The video – which, for our conspiranoid readers, lasts exactly 3:50 minutes – is a defense of the 1999 Constitution and of the Public Prosecutor’s Office she leads from the recent attacks from the government.
Later in the day, Luisa visited the National Assembly to witness the special session to approve her appointment of Rafael González Arias as Deputy Prosecutor General (vice-fiscal general), which she had requested last week.
In what seemed a parallel universe compared from a few months ago, she received a hero’s welcoming, seizing the moment to troll the chavistas who were protesting her presence there and thanking the Assembly for its support. Earlier, the Supreme Tribunal had annulled González’s appointment due to lack of AN approval – another of these Catch-22s, the AN couldn’t approve, because the Tribunal ruled it was in contempt of court.
Ignoring González’ confirmation by the National Assembly and in an action that seems to pave the road for Ortega Díaz’s inevitable ouster, the Supreme Tribunal of appointed Katherine Haringhton as Under-Prosecutor General instead.
Haringhton is a largely obscure figure who has acted as prosecutor in some of the most appalling and unfair show trials staged by Chavismo. For her actions she was sanctioned by the Obama Department of State as a human right violator. However, in an ironic reminder of Luisa’s complicated past, as recently as March 2015 she had publicly supported Haringhton against the sanctions. Haringhton was, after all, a faithful Fiscalía footsoldier.
Could she just fade into obscurity like other disgraced chavistas? Will someone in the Armed Forces take up her cause?

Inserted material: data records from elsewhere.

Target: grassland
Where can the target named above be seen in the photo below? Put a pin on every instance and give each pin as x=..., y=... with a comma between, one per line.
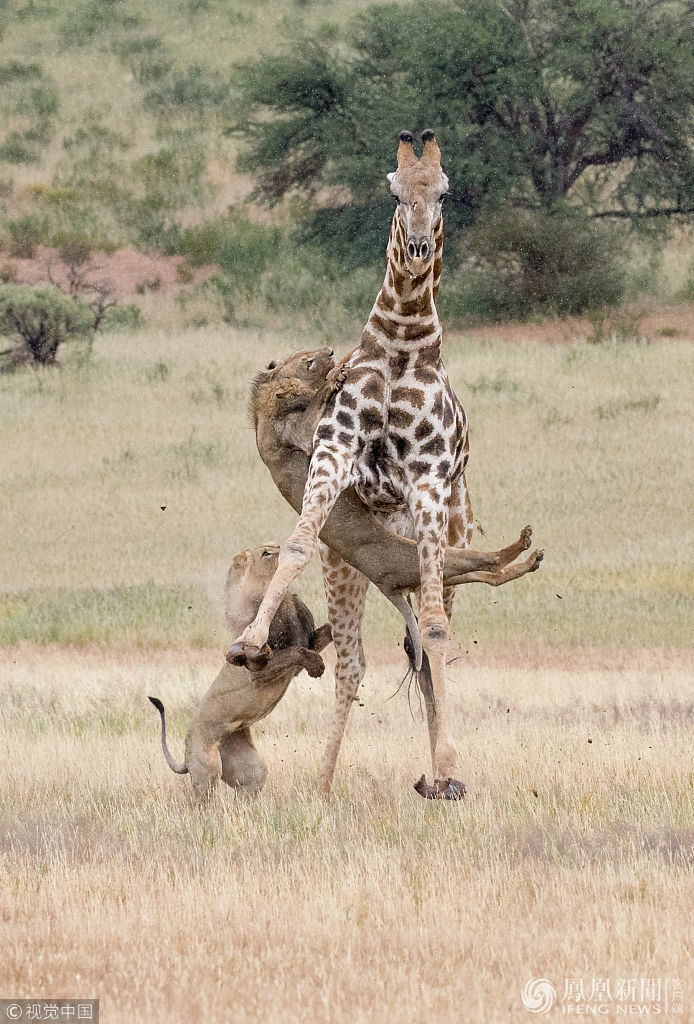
x=130, y=480
x=571, y=857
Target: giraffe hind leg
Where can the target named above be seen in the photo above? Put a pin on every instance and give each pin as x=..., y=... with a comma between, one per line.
x=346, y=594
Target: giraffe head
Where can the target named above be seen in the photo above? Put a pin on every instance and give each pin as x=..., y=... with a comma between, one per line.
x=419, y=185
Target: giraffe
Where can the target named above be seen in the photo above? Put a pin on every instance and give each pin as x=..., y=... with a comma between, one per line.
x=396, y=432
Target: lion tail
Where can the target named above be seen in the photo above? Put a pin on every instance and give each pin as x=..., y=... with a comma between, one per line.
x=179, y=769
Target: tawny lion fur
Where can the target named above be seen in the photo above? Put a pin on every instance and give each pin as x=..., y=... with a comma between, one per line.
x=218, y=741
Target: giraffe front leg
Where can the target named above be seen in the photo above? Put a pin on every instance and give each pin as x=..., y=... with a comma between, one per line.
x=431, y=530
x=329, y=475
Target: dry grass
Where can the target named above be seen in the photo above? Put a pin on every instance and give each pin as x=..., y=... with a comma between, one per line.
x=569, y=857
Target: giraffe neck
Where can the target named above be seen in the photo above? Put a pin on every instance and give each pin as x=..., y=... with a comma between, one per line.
x=403, y=318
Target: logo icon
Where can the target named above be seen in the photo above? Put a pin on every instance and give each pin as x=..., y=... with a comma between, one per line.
x=538, y=995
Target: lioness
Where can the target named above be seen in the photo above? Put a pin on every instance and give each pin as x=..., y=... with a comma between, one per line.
x=218, y=742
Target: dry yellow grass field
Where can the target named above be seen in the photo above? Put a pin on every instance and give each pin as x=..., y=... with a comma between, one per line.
x=572, y=855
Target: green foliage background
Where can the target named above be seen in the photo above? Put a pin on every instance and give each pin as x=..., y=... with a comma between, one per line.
x=127, y=123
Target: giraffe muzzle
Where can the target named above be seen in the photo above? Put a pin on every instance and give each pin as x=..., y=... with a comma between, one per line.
x=419, y=249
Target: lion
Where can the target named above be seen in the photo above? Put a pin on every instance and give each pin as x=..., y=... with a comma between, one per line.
x=218, y=741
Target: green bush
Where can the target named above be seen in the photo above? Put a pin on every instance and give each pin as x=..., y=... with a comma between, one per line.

And today, the incomparable Pedro Carreño and the mephistophelian President of the Supreme Tribunal Maikel Moreno staged a bizarre show trial to oust her from her position. Ortega Díaz decided not to attend, and her absence resulted in the Tribunal appointing a public defender to handle her “defense”.
Instead, Luisa gave a blistering press conference where she sardonically mocked Carreño’s history of bizarre and false statements, mentioned the first lady’s nephews convicted of drug trafficking in the US, called the current actions of the government a coup d’etat “more grotesque than Carmona’s” and contradicted the government’s version about her approval of the appointments of several Supreme Tribunal justices in December 2015, among other stinging comments.
The Supreme Tribunal will “decide” on her ousting within the next five days. Although it’s undeniable that her decisive actions have made Ortega a key player in the last few weeks, it remains to be seen what impact her ouster will have. Could she just fade into obscurity like other disgraced chavistas? Will someone in the Armed Forces take up her cause?
Or could we end up with two parallel fiscalías? And then, what happens when civil tribunals try to act and two different fiscales turn up to prosecute the case?
For all her stardom, Luisa remains an enigma. Her statements remain vague and empty, she does not give away what she stand for or who is she is, really. Personally, considering her past actions as an enabler of chavismo, I remain skeptical and on my guard.
And yet, at this point, she seems to be one of the few resources we have left against chavismo. So I hope to be proven wrong soon. Very soon.